Sonhei tanto que consegui voar, conseguir ver as nuvens de cima e a paisagem lá em baixo. Procurei sempre a luz, o bom tempo… sabia que estavas lá escondido. Destapei a tua timidez, mostrei-te como és, a tapar-te com as nuvens, a fugir do sol, com medo de voar. Tens os pés colados à terra, vives perdido na tua floresta negra, fria e húmida. E foges, corres, magoas as pernas no mato, sangras e não queres curativo. Cais e só te levantas para continuar fugir.
Enquanto andas à volta na floresta negra, enquanto vives constipado pelo frio e pela chuva que apanhas, enquanto recusas ver a luz e cobrir-te de esperança, eu já parti. Estou aqui, como vês, neste avião. O céu está azul e as nuvens tão fofinhas! Está calor e o sol brincar com as asas do avião que ora o escondem ora o mostram no auge da claridade. A luz que procuro está aqui, em frente aos meus olhos.
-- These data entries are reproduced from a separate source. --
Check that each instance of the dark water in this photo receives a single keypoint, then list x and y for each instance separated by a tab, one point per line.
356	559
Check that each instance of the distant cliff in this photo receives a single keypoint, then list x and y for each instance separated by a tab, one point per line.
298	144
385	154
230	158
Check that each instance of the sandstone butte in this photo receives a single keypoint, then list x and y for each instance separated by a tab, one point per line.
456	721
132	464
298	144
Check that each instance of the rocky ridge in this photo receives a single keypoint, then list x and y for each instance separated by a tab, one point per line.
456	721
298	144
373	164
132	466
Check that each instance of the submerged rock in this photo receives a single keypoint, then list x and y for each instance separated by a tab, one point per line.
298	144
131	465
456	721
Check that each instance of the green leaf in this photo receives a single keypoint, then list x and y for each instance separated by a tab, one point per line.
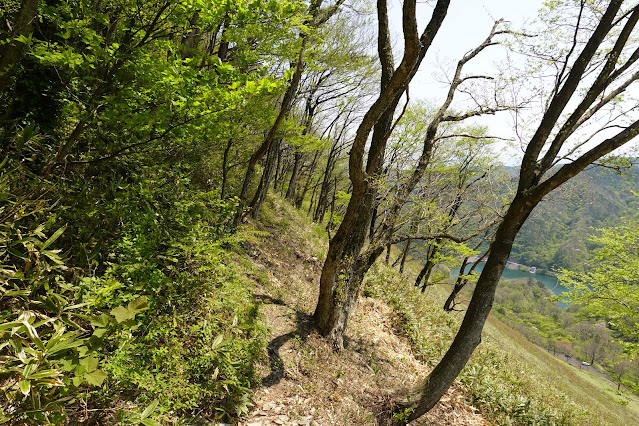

Tu ficaste lá em baixo… e vais regressar num dia de nevoeiro, quando eu me esquecer de ti e me perder de amores pela vida e pelas luzes da ribalta. Quando eu me esquecer da tua floresta negra e achar que te perdeste para sempre. Vais regressar molhado e ferido, doente e suplicante por uma nova oportunidade. Eu te estenderei a mão e te aquecerei nos meus seios. Será esse calor que te fará renascer, te devolverá à vida que é tua por direito.